Consumer Watch: Fewer Americans have wills

Poll shows less Americans are getting wills (KOKH).

It's a thought you may not want to have, but thinking about your loved one's life after your death is important. More than half of Americans don't have a will, and a recent Gallup poll shows that there has been an increase in the number of people who do not have a will over the last ten years.

There is a cost associated with a will, but lack of knowledge may be the stronger reason why people are just not doing it. The younger you are the less likely it is that you have a will. People earning a low income and minority groups are also less likely to have one. This according to that recent Gallup poll.

Assets like a home or any savings might not go to the people you'd like at the end of your life.

“If you don't have a will, the state gets to tell you who gets your assets.
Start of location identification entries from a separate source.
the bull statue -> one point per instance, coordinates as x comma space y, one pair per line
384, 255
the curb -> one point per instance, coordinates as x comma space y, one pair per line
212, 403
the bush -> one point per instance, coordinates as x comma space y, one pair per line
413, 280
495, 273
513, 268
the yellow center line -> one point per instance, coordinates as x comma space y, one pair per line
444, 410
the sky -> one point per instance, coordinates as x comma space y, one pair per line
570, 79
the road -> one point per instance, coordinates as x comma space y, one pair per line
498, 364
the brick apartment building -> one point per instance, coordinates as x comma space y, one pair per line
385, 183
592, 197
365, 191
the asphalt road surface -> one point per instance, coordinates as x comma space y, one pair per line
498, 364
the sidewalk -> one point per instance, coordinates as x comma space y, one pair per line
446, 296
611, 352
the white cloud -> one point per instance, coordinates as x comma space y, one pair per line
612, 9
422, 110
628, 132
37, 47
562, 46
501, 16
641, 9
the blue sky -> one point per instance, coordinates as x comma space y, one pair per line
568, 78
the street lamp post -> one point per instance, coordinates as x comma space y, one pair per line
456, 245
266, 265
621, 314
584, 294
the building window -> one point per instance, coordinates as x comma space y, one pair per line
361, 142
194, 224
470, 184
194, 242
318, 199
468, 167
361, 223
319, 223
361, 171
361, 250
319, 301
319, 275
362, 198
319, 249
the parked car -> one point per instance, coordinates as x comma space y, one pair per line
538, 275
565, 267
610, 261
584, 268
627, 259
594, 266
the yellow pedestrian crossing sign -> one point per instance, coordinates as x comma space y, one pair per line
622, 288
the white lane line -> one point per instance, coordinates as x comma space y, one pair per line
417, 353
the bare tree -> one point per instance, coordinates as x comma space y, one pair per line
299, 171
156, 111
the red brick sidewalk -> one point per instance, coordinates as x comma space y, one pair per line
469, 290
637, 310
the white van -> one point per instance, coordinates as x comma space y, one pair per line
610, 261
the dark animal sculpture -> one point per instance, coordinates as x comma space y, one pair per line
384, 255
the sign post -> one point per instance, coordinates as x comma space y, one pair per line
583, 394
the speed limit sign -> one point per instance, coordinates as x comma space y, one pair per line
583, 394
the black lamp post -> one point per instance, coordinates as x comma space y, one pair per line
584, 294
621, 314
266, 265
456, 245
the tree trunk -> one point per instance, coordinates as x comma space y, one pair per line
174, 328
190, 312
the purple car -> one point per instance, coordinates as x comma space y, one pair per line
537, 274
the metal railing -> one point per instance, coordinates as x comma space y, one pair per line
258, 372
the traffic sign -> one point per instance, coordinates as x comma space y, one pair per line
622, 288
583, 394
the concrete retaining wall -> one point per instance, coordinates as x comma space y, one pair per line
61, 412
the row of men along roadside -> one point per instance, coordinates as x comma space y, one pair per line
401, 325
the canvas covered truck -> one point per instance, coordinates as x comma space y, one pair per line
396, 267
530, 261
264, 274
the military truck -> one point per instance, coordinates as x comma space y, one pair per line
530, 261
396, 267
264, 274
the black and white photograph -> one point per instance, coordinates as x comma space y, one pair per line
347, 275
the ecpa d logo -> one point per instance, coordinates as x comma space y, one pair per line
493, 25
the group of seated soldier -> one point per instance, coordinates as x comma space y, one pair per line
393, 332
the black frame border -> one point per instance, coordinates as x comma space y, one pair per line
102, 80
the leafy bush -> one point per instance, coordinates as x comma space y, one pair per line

You don't get to determine that,” says Sarah Stewart, the CEO if the Sarah Stewart Legal Group.

Stewart says she has been seeing an uptick in the number of younger adults coming to get wills in Oklahoma City. That's because having a will is not just about where things will go if you die.

“Say you are a new family, you just had children, a will, will help you determine who can help raise your children if something happens to you,” says Stewart.

Attorneys can help set up a will, and that would come at a cost. Stewart says you can expect it to cost a couple of hundred dollars, and the turnaround time tends to be quick.

Wills should also be updated as life changes. Whether it's having more children or getting a divorce, making timely changes to end of life plans is important because a judge will take those legal documents as a sign of what you wanted after death.